Jamal Malik, un orfano diciottenne che vive negli slum di Mumbai decide di partecipare allo show della televisione indiana “Chi vuol esser milionario?”. L’acquisita popolarità mediatica, la scalata trionfale al milione e alle caste sociali infastidiscono il conduttore che cerca di boicottarne la vittoria, ingannandolo e facendolo arrestare. Sospettato di avere imbrogliato e torturato inutilmente, Jamal ripercorrerà col commissario di Polizia tutta la propria infanzia e le circostanze che gli hanno dato conoscenze non culturali ma dirette, di esperienza.
“The Millionaire“ racconta una vera e propria storia d’amore, optando per una formula mista che vede da una parte una partita di “Chi vuol esser milionario?”, format televisivo famoso in tutto il mondo, dall’altra continui flashback sul doloroso passato di Jamal, giovane e povero indiano.
“The Millionaire” è e resta un’operazione ricca di spensieratezza, un prodotto che attraverso il suo spirito melodrammatico mira anche al mercato indiano, omaggiando più di una volta l’industria di Bollywood (il balletto dopo i titoli di coda ne è la dimostrazione più evidente).
Grandi meriti al successo del film spettano al già regista di Trainspotting, Danny Boyle, che riesce a creare una narrazione originale e piena di ritmo. Rappresentando un Paese che vive di assurdità: baraccopoli che confinano con edifici lussuosi; diverse religioni che “convivono” armate; in cui il profumo dell’incenso si mescola al sentore delle fogne a cielo aperto.
Tuttavia in alcuni parti la trama del film appare assurda . Come sostiene Salman Rushdie, l’autore dei Versetti Satanici, _ è a dir poco “improbabile” che un ragazzo di strada, che parla una lingua locale, possa esprimersi in un inglese perfetto, fino a vincere al gioco televisivo _Chi vuole essere milionario.
Nonostante ciò, condivido la scelta di Hollywood di assegnare a “The Millionaire” l’Oscar come “miglior film”. La razionalità in questo caso deve far posto al sogno.
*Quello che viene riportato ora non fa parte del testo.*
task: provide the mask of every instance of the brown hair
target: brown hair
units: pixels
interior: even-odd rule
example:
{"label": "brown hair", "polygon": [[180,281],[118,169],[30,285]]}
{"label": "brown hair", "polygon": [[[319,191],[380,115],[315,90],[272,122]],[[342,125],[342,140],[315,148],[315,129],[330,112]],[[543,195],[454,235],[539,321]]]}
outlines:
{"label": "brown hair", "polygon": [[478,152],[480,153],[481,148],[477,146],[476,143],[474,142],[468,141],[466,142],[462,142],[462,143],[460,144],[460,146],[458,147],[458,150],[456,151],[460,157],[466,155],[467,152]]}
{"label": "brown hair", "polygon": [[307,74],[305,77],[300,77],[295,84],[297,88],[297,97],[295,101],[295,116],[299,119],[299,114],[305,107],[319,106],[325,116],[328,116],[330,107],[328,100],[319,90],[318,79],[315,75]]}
Al desiderio di ritrovare la ragazza amata e di un riscatto sociale più forte di tutte le avversità che la vita ci fa trovare nella nostra strada.
L’Oscar, a mio avviso, deve anche essere letto come un primo passo verso una globalizzazione cinematografica; credo che d’ora in poi sarà sempre più importante per Hollywood pensare a prodotti che possano andar bene anche per i paesi emergenti, vista la saturazione e la crisi del mercato Occidentale.